1.Uyuşmazlık ve Hukuki Nitelendirme

Dava, kadastro öncesi nedene dayalı tapu kaydının iptali ve tescil istemine ilişkindir.

2. İlgili Hukuk

6100 sayılı Hukuk Muhakemeleri Kanunu'nun 190. maddesi,

3402 sayılı Kadastro Kanunu'nun 14. ve 15. maddeleri,

4721 sayılı Türk Medeni Kanunu’nun 6. ve 713/1. maddeleri.

3. Değerlendirme

Kadastro sonucu .... (....) köyü çalışma alanında bulunan 40 parsel sayılı 1.235,00 metrekare yüz ölçümündeki taşınmaz, kazandırıcı zamanaşımı zilyetliği nedeniyle ...adına tespit edilmiş, tespite itiraz sonucu ...adına hükmen 26.02.2002 tarihinde kesinleştirilerek tapuya tescil edilmiş, daha sonra...’ın ölümü ile de davalı ... ve arkadaşları adına tapuda intikal edilmiştir.

Temyiz olunan nihai kararların bozulması 6100 sayılı HMK’nın geçici 3/2. maddesinin yollamasıyla 1086 sayılı HUMK’un uygulanacağı davalar yönünden HUMK’un 428. maddesinde yer alan sebeplerden birinin varlığı halinde mümkündür.

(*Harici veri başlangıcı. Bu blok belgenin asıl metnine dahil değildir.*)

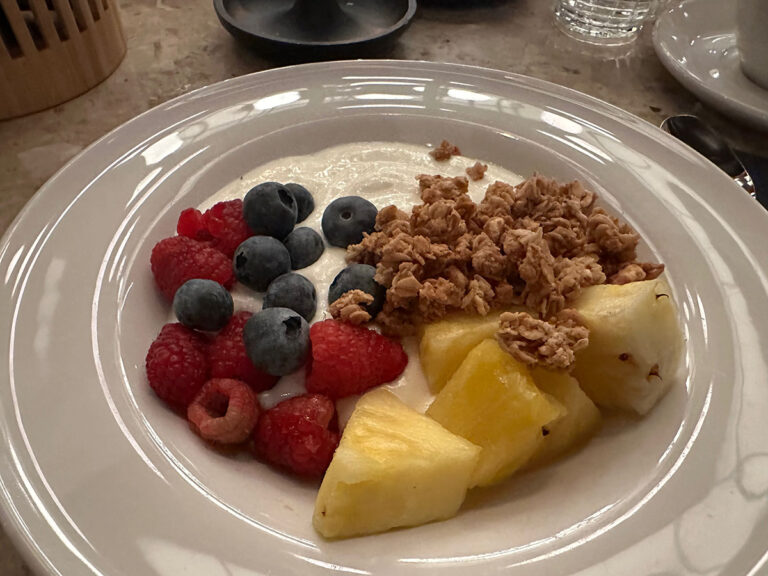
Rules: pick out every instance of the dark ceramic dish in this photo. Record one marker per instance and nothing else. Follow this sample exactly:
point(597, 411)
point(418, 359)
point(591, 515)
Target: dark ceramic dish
point(316, 29)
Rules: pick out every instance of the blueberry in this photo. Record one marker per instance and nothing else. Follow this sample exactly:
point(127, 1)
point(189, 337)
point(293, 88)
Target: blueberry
point(305, 246)
point(358, 277)
point(304, 201)
point(270, 209)
point(259, 260)
point(345, 220)
point(276, 340)
point(292, 291)
point(203, 305)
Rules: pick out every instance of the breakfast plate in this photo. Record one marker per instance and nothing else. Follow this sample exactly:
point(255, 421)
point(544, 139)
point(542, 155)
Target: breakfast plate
point(696, 41)
point(97, 477)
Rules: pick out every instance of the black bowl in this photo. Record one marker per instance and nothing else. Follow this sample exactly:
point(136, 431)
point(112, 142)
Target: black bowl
point(316, 29)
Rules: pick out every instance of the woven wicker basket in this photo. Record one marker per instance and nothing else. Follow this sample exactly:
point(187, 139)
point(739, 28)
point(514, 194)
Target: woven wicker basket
point(54, 50)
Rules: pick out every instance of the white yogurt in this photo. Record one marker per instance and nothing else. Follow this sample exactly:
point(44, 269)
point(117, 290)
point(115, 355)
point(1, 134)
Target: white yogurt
point(382, 172)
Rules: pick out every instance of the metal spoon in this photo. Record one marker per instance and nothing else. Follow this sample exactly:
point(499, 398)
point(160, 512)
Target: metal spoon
point(702, 138)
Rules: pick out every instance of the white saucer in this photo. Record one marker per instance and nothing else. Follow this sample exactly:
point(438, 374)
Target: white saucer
point(696, 41)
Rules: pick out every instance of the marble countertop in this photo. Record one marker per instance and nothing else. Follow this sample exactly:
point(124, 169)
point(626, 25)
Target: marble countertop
point(175, 46)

Temyizen incelenen kararın bozmaya uygun olduğu, kararda ve kararın gerekçesinde hukuk kurallarının somut olaya uygulanmasında bir isabetsizlik bulunmadığı, bozmaya uyulmakla karşı taraf yararına kazanılmış hak durumunu oluşturan yönlerin ise yeniden incelenmesine hukukça imkân bulunmadığı anlaşılmakla; davacı vekili tarafından temyiz dilekçesinde ileri sürülen nedenler kararın bozulmasını gerektirecek nitelikte görülmemiştir.

V. KARAR

Açıklanan sebeplerle;

Davacı vekilinin yerinde bulunmayan temyiz itirazının reddiyle usul ve yasaya uygun olan hükmün ONANMASINA,

Aşağıda yazılı 157,75 TL bakiye onama harcının temyiz eden davacıdan alınmasına,

Dosyanın Beykoz 1. Asliye Hukuk Mahkemesine gönderilmesine,

Kararın tebliğinden itibaren 15 gün içerisinde karar düzeltme yolu açık olmak üzere,

18.12.2024 tarihinde oy birliği ile karar verildi.